Method 1:Brute-Force algorithm.

Approach: Consider all subsets of items and calculate the total weight and value of all subsets for a simple solution. Consider the subsets with total weights that are equal to or close to W. Choose the subset with the highest value from all of them.

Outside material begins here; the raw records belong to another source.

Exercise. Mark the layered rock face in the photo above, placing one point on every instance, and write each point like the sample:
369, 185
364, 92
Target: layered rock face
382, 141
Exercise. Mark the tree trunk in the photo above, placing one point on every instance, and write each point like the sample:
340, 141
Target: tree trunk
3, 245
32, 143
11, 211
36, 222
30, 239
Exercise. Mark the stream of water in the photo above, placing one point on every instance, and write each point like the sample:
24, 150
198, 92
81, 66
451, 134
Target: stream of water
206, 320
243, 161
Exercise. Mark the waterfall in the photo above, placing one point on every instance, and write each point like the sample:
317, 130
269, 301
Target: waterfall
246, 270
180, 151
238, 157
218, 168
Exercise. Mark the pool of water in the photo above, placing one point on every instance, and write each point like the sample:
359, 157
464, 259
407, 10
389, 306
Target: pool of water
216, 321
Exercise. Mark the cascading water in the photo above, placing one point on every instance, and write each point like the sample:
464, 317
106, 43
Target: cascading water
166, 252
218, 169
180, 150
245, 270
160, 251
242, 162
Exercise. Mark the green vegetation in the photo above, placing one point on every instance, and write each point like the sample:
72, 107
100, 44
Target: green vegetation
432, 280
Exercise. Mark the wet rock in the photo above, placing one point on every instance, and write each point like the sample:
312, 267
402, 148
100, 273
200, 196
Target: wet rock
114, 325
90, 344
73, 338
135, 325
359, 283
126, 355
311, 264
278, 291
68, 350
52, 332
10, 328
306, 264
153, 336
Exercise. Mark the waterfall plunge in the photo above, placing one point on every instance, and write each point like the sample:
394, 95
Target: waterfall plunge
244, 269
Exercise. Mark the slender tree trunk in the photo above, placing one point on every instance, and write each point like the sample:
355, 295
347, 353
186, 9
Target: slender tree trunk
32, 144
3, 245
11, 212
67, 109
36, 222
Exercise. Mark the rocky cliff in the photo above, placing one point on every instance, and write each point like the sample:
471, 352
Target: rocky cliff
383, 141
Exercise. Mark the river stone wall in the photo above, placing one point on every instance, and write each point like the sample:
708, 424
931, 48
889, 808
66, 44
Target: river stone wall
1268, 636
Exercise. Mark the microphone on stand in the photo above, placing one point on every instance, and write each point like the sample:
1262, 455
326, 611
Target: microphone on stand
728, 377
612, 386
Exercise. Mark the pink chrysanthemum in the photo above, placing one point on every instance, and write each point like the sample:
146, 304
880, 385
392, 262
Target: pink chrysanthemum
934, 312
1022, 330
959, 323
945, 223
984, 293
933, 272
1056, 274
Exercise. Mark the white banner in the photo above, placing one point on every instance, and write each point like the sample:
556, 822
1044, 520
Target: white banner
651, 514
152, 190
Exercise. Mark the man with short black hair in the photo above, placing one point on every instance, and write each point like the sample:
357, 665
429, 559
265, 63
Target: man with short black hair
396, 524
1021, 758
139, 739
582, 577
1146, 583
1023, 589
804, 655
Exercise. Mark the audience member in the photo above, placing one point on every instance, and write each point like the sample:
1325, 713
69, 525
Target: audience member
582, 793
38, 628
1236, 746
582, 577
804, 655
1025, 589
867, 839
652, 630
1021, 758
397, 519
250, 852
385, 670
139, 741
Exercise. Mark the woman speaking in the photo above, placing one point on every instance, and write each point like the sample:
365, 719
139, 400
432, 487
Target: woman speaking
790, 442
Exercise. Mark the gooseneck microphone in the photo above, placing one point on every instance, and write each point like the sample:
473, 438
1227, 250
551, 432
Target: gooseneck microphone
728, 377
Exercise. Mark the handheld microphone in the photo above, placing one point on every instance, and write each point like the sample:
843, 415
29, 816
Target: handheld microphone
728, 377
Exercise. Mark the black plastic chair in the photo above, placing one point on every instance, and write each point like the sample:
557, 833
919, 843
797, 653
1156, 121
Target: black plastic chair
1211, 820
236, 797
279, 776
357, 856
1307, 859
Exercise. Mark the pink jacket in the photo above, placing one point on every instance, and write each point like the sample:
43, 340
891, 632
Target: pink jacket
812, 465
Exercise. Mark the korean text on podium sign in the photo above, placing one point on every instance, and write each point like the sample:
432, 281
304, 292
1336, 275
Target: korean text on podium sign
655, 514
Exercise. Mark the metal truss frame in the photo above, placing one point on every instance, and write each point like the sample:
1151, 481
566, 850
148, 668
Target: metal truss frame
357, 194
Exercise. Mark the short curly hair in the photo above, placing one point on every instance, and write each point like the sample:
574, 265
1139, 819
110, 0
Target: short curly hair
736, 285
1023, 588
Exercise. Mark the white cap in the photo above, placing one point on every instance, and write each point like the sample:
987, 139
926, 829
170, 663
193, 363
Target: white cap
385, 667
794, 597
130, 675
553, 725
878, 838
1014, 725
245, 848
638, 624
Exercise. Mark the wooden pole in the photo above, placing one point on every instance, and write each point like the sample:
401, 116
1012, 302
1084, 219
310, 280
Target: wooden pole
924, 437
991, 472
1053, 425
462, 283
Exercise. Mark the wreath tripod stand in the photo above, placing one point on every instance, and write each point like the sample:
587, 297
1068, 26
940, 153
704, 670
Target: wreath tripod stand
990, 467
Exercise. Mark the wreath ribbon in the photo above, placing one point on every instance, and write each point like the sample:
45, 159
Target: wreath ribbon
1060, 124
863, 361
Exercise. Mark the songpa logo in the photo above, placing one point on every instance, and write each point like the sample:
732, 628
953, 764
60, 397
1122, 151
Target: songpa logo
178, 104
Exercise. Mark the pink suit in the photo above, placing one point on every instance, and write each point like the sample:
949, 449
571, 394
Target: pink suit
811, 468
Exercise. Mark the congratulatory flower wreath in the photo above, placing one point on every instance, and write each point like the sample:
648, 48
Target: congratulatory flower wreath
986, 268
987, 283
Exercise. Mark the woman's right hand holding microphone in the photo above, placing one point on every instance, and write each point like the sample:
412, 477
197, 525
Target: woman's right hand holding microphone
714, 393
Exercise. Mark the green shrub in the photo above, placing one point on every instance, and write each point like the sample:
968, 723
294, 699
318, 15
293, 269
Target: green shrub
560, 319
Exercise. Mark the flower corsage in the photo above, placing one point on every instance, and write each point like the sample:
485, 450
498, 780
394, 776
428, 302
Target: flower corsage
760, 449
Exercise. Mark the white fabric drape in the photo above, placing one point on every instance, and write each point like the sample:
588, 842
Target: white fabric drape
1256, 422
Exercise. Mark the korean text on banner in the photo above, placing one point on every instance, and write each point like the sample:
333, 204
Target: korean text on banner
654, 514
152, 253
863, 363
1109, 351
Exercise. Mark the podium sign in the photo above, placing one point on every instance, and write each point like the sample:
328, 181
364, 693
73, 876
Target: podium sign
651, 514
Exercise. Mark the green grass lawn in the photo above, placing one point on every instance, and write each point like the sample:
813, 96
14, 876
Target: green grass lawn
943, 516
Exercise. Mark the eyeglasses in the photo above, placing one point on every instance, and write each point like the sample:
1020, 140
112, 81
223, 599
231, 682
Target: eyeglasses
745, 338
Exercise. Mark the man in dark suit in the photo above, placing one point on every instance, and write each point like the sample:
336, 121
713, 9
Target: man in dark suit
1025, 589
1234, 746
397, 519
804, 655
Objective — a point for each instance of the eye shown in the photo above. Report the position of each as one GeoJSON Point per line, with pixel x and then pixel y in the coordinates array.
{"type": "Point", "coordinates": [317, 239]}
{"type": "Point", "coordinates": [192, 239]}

Method 2: Dynamic programming

Approach:

Using a 2-d array we can build using a bottom-up approach. Let say K is a 2-d array of size (n+1, W+1), we fill K[][] using following below program.

#include <stdio.h>

// function that returns maximum of two integers
int max(int a, int b) { return (a > b) ? a : b; }

// Prints the items which are put in a knapsack of capacity W
void printknapSack(int W, int wt[], int n)
{
    int i, w;
    int K[n + 1][W + 1];

    // Build table K[][] in bottom up manner
    for (i = 0; i <= n; i++) {
        for (w = 0; w <= W; w++) {
            if (i == 0 || w == 0)
                K[i][w] = 0;
            else if (wt[i - 1] <= w)
                K[i][w] = max(wt[i - 1] +
                    K[i - 1][w - wt[i - 1]], K[i - 1][w]);
            else
                K[i][w] = K[i - 1][w];
        }
    }

    // stores the result of Knapsack
    int res = K[n][W];


    w = W;
    for (i = n; i > 0 && res > 0; i--) {

        // either the result comes from the top
        // (K[i-1][w]) or from (wt[i-1] + K[i-1]
        // [w-wt[i-1]]) as in Knapsack table. If
        // it comes from the latter one/ it means
        // the item is included.
        if (res == K[i - 1][w])
            continue;
        else {

            // This item is included.
            printf("%d ", wt[i - 1]);

            // Since this weight is included its
            // weight is deducted
            res = res - wt[i - 1];
            w = w - wt[i - 1];
        }
    }
    printf("Sum:%d\n", K[n][W]);
}

// Driver code
int main()
{
    int wt[] = { 23, 10, 1, 7, 2, 3, 4, 5 };
    int W = 90;
    int n = 8;
    printknapSack(W, wt,  n);

    return 0;
}